Alexandru Iacob became a member of the underground PCR in the early 1930s, but, after the Second Vienna Award assigned Northern Transylvania to Hungary, joined the KMP, becoming its Secretary for the region. He was in hiding during the entire period from June 1941, when Hungary joined the war on the Eastern Front, until the arrival of the Soviet Red Army in September 1944. While in hiding, he recruited some new party members and followers, compensating for the wave of arrests carried out by the Hungarian Regency authorities among communist militants. He also organized the distribution of anti-war leaflets.

After 1944, when Northern Transylvania was effectively reintegrated into Romania, Iacob was again a PCR member and one of its Cluj-based Regional Committee members. He married Magda Farkas, daughter of a prominent Jewish businessman from Cluj who had escaped the Holocaust by hiding in a nearby village. In 1947, he was moved to Bucharest, where he joined the staff of Vasile Luca, Minister of Finance, PCR Secretary and vice-Premier in the Petru Groza cabinet. In 1948, soon after the establishment of a Romanian communist regime, Iacob became Deputy Minister of Finance and acted in that capacity until the spring of 1952, when he was arrested as part of the campaign against the so-called "right-wing deviation". At the trial of Luca and his group, he did not admit to willful wrongdoing (the accusation against him was sabotage). During detention, Iacob was subjected to torture. He was sentenced to 20 years in prison and spent 12 years in solitary confinement. For a while he was sent to Râmnicu Sărat Prison, together with Luca.

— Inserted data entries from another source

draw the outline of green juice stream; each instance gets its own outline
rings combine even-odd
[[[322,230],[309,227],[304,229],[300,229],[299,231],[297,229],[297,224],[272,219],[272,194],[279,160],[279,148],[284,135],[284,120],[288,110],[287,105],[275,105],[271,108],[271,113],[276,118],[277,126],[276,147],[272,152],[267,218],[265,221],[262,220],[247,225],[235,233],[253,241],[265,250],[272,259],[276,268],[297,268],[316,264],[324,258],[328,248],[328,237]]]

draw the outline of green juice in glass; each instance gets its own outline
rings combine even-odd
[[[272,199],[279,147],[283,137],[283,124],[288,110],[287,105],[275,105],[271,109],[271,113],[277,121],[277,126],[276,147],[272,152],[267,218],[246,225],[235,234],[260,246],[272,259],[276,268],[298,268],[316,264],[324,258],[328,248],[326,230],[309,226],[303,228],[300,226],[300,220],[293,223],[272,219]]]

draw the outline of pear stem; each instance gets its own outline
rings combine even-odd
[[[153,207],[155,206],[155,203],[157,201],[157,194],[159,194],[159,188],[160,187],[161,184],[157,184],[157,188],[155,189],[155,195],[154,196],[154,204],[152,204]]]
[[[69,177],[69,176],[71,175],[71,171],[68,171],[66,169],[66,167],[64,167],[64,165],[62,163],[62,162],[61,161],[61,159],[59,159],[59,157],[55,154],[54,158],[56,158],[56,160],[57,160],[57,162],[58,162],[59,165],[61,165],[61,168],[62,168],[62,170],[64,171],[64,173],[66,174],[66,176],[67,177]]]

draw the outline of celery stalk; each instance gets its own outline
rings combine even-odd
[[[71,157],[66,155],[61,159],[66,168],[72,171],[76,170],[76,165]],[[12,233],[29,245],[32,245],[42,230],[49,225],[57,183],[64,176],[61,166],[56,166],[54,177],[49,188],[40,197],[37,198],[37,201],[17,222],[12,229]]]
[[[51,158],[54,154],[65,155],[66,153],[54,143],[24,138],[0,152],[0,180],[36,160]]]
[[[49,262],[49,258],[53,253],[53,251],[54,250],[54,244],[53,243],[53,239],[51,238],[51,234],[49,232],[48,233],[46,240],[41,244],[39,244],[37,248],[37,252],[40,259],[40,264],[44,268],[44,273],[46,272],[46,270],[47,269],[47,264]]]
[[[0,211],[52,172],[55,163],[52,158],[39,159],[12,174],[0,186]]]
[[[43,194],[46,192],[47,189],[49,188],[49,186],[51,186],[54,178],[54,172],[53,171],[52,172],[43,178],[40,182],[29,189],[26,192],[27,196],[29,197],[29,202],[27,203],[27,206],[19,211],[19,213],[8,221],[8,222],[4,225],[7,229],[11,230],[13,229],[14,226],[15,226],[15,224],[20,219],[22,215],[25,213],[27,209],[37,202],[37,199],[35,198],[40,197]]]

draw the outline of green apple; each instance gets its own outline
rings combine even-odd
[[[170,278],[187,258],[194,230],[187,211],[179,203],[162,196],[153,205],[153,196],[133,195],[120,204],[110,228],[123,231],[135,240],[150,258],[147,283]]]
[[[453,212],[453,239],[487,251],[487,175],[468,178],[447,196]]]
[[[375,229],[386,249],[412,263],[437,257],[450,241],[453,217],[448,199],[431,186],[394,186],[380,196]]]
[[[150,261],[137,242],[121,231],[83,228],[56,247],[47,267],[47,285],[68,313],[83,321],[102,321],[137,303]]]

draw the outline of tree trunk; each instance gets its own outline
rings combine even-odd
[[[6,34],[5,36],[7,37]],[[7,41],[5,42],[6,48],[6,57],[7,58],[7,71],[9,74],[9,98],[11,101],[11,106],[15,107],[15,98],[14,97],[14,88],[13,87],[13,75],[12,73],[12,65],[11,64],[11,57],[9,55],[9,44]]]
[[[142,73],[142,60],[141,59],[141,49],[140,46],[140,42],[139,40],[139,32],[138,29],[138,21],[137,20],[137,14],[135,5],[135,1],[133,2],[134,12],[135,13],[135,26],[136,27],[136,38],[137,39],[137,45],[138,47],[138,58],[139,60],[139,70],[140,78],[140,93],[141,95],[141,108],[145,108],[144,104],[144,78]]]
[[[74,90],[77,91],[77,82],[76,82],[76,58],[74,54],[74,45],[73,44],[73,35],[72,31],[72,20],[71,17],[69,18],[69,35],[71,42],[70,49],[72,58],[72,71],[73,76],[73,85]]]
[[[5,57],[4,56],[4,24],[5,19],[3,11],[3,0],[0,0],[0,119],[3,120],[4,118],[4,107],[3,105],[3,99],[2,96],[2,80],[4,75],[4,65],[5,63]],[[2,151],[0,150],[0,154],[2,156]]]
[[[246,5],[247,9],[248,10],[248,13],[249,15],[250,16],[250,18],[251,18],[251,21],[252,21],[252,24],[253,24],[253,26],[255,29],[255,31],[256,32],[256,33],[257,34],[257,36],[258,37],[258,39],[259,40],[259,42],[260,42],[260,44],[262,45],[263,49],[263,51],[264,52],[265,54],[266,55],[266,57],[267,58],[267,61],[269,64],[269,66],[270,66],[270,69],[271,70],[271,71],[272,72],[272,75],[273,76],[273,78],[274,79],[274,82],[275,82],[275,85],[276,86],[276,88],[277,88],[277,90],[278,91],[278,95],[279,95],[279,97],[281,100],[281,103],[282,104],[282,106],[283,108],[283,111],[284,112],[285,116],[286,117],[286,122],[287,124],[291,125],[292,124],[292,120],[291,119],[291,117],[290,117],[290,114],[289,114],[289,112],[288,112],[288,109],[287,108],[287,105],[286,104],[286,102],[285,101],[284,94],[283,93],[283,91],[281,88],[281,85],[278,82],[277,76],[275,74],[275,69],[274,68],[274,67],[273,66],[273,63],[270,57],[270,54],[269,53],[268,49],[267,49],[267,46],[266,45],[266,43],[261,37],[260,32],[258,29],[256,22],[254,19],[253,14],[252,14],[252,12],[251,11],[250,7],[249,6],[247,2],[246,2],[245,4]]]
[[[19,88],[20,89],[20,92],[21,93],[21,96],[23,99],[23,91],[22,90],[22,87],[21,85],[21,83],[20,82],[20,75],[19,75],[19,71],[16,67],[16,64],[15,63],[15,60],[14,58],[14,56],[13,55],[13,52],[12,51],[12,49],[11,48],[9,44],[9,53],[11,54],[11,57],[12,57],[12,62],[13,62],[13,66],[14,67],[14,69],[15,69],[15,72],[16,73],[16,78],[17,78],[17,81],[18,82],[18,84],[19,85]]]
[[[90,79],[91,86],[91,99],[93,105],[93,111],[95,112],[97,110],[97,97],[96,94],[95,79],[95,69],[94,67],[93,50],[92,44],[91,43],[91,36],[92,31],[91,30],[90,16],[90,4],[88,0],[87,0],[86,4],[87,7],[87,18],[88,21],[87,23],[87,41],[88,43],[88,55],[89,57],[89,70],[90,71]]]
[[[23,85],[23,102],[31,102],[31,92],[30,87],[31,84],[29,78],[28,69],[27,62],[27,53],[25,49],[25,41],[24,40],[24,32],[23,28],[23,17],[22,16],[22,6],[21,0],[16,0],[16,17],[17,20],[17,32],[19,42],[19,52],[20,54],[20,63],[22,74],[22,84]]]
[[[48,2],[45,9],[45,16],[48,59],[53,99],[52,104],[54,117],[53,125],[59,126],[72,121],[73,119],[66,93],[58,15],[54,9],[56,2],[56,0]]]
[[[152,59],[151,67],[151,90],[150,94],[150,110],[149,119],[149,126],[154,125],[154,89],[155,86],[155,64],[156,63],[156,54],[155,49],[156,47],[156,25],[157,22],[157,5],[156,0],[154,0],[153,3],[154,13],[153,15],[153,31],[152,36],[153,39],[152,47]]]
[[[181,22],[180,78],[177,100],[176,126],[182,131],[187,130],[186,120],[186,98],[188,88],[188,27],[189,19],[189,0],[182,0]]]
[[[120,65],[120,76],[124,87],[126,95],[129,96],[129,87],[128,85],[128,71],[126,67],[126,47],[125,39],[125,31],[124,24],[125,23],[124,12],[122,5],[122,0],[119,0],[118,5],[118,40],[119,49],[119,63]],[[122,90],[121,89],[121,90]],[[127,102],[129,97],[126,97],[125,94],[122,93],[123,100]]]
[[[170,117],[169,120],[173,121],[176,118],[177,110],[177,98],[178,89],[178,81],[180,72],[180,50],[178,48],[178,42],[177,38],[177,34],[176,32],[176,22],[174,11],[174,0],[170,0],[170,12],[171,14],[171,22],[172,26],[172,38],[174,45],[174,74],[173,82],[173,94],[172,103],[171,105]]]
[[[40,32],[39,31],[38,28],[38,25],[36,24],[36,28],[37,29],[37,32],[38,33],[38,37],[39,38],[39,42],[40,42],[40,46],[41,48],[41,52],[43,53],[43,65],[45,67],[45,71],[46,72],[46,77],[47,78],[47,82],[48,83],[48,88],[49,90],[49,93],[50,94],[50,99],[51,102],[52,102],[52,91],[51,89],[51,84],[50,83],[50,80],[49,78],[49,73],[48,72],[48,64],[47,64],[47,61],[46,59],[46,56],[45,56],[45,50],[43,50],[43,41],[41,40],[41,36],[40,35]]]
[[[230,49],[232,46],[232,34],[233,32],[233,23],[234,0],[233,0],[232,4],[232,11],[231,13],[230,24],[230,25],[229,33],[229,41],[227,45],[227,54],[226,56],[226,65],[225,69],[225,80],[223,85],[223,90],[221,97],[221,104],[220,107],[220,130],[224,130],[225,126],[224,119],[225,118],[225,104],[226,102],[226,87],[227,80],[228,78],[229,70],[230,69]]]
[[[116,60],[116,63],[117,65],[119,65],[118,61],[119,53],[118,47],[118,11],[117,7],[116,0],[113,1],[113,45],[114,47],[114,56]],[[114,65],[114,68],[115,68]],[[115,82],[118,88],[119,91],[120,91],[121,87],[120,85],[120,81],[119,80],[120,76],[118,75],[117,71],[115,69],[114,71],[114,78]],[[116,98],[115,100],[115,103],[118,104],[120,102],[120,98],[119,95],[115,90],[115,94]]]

He was freed as part of the general amnesty of 1964, decreed by communist leader Gheorghe Gheorghiu-Dej before his death. Iacob's wife had also been arrested in the summer of 1952. She was released in 1954, insane. The defendants of the Luca trial—Luca, Iacob, Ivan Solymos and Dumitru Cernicica were officially rehabilitated in 1968, during the liberalization phase associated with the early years of the Nicolae Ceaușescu regime. Luca and Solymos had died in jail.

Following his release from prison, Alexandru Iacob worked as an economist. In the late sixties he remarried and some time in the 1980s he and his wife were allowed to emigrate to Sweden, where they were well received. He was very nicely treated as a former victim of a totalitarian regime. He died in Stockholm in 1997.